Miss Lavender was foiled for a moment, but she presently returned to the attack. "I dunno as it's enough, after what's gone before," she said. "Couldn't you go a step furder, and lend Gilbert a helpin' hand, whenever and whatever?"

"Betsy!" Gilbert exclaimed.

"Let me alone, lad! I don't speak in Gilbert's name, nor yet in Martha's; only out o' my own mind. I don't ask you to do anything, but I want to know how it stands with your willin'ness."

"I've offered, more than once, to do him a good turn, if I could; but I guess my help wouldn't be welcome," Barton answered. The sting of the suspicion rankled in his mind, and Gilbert's evident aversion sorely wounded his vanity.

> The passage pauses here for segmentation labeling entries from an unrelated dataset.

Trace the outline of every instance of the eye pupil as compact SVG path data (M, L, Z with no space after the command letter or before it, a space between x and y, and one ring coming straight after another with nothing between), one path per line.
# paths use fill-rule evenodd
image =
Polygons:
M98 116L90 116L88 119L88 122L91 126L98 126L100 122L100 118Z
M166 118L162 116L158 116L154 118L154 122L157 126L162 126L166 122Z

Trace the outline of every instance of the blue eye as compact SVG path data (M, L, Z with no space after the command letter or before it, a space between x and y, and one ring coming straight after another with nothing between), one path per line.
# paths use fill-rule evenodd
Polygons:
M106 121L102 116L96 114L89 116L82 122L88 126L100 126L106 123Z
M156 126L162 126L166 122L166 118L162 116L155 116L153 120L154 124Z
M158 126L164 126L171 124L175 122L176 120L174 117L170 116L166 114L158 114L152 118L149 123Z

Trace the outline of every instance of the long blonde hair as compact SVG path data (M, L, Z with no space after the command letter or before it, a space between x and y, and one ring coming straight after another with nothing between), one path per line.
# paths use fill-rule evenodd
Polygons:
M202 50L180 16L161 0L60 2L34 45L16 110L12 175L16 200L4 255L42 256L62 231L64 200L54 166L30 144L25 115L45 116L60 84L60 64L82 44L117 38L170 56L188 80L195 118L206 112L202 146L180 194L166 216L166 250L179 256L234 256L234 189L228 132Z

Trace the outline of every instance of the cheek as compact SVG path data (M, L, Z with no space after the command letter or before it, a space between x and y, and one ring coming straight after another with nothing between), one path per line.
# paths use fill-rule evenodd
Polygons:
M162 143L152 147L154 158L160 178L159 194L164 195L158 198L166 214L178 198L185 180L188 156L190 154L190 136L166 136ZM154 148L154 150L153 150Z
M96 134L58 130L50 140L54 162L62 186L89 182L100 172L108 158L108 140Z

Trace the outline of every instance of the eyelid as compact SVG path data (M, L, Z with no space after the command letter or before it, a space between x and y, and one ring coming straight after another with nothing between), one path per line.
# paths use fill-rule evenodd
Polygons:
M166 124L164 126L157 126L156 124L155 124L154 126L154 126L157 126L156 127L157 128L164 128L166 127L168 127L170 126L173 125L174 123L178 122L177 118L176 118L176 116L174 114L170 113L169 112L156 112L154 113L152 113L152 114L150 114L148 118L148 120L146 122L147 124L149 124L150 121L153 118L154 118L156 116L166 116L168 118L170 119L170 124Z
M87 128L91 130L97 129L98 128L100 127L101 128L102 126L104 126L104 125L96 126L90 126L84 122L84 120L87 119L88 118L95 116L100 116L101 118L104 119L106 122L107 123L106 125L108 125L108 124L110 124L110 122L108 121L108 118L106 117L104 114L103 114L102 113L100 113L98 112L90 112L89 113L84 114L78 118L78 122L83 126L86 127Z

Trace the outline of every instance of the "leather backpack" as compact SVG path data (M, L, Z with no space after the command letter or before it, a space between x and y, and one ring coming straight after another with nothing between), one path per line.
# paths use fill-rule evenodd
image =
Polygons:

"Wouldn't be welcome. Then I'll only say this; maybe I've got it in my power, and 't isn't sayin' much, for the mouse gnawed the mashes o' the lion's net, to help you to what you're after, bein' as it isn't Martha, and can't be her money. S'pose I did it o' my own accord, leavin' you to feel beholden to me, or not, after all's said and done?"

But Alfred Barton was proof against even this assault. He was too dejected to enter, at once, into a new plot, the issue of which would probably be as fruitless as the others. He had already accepted a sufficiency of shame, for one day. This last confession, if made, would place his character in a still grosser and meaner light; while, if withheld, the unexplained motive might be presented as a partial justification of his course. He had been surprised into damaging admissions; but here he would take a firm stand.

"You're right so far, Betsy," he said, "that I had a reason--a good reason, it seemed to me, but I may be mistaken--for what I did. It concerns no one under Heaven but my own self; and though I don't doubt your willingness to do me a good turn, it would make no difference--you couldn't help one bit. I've given the thing up, and so let it be!"

There was nothing more to be said, and the two cross-examiners took their departure. As they descended to the creek, Miss Lavender remarked, as if to herself,--

"No use--it can't be screwed out of him! So there's one cur'osity the less; not that I'm glad of it, for not knowin' worries more than knowin', whatsoever and whosoever. And I dunno as I think any the wuss of him for shuttin' his teeth so tight onto it."

Alfred Barton waited until the two had disappeared behind the timber in the bottom. Then he slowly followed, stealing across the fields and around the stables, to the back-door of the Unicorn bar-room. It was noticed that, although he drank a good deal that afternoon, his ill-humor was not, as usual, diminished thereby.